El gerente la mira y le dice a la chica que la estaba atendiendo, que lo que iba a llevar, se lo diera a precio de a por mayor. Y mientras recibía una mirada extraña de la empleada, le añade una caja metiendo en ella toda clase de productos, además de otras botellas de embrión de pato.

 

–Llevate esto para que vendas jugos con vitaminas.

–Pero mijo, lavate esos oídos, ¿no te estoy diciendo que no tengo plata?

–Amanda, yo sé que contigo todo se vende, por lo que no me da problema darte esto; y sobre el pago, me podés pagar si querés o no.

 

A los ocho días, con su hijo revitalizado, plata en mano, le pagó y compro más productos, esta vez, como demostración de que el negocio estaba saldado.

 

Dos semanas después, con los carritos recién comprados, los carteles listos y los sabores al borde del paladar de los comensales, comenzaría el negocio que catapultó su reputación.

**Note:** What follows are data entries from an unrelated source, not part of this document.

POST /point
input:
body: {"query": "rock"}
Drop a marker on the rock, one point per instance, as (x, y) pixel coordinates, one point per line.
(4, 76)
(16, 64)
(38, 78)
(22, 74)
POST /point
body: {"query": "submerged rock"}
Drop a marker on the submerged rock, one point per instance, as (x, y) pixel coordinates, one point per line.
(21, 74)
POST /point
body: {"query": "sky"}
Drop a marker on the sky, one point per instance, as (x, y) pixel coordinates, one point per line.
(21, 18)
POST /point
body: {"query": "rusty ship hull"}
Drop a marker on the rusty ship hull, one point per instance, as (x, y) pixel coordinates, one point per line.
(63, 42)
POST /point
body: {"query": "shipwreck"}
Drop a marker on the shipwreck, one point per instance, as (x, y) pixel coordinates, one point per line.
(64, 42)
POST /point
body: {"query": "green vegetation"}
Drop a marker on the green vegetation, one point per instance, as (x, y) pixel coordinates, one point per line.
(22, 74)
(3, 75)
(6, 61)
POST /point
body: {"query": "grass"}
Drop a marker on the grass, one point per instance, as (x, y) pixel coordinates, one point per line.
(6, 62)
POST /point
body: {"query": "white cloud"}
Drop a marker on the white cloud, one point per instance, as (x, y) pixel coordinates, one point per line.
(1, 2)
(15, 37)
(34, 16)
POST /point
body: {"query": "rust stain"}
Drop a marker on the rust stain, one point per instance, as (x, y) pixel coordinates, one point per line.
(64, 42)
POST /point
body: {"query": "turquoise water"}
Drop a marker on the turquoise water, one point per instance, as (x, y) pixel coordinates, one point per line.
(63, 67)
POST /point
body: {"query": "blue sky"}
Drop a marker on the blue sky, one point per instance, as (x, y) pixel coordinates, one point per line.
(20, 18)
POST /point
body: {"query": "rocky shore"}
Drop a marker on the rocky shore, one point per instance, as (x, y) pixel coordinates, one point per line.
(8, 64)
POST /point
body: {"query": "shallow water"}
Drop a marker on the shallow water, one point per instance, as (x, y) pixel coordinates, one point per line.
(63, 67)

Jugos de Borojó vitaminados; coco, maní, cola granulada, nuez moscada y leche, son los ingredientes principales de la receta. Un combinado de sabores que llamó la atención a quienes pasaban al frente de lo que fue después la Clínica Palma Real.

 

Una tarde, vendiendo como alma que lleva el diablo, uno de los muchos amigos de Amanda se acercó al carro pidiéndole lo mejor que tuviera, y ella ni corta ni perezosa le vendió una de las nuevas recetas que había creado, una receta que terminó proporcionándole al muchacho una noche agitada pero placentera.

 

Al siguiente día, el mismo cliente llegó, contándole lo sucedido, un poco nervioso por lo fuerte de la situación. Amanda solo le respondió con una gran sonrisa:

 

–El que te tomaste era pal culo.

–¿Para qué? –pregunta como si no hubiese escuchado bien.

–Mijo, aquí vendemos el jugo de Borojó normal y los otros son: pa’ la hoja, pa’ la lengua, pa’ la mano en caso de emergencia, pal gallo dormido y pal culo – le dice mientras con sus manos hace movimientos alusivos a cada una de las acciones, de placer y autoplacer, nombradas.

 

El muchacho no sabía si reírse, sonrojarse o hacer ambas a la vez.

 

--Estas loca, Amanda… ¿Y cómo es ese pa’ la lengua…?


40 años trabajando como mula le obsequio la tranquilidad que tiene en la actualidad, una donde no tiene que levantar un solo dedo sino quiere, una donde puede dirigir todo desde su casa, una donde puede ver a sus hijos convertirse en seres de bien por el fiero ejemplo dejado por ella, una en el que puede mirar al pasado y sonreír, maldecir, sentirse orgullosa por tener el sobrenombre de la “Turca”.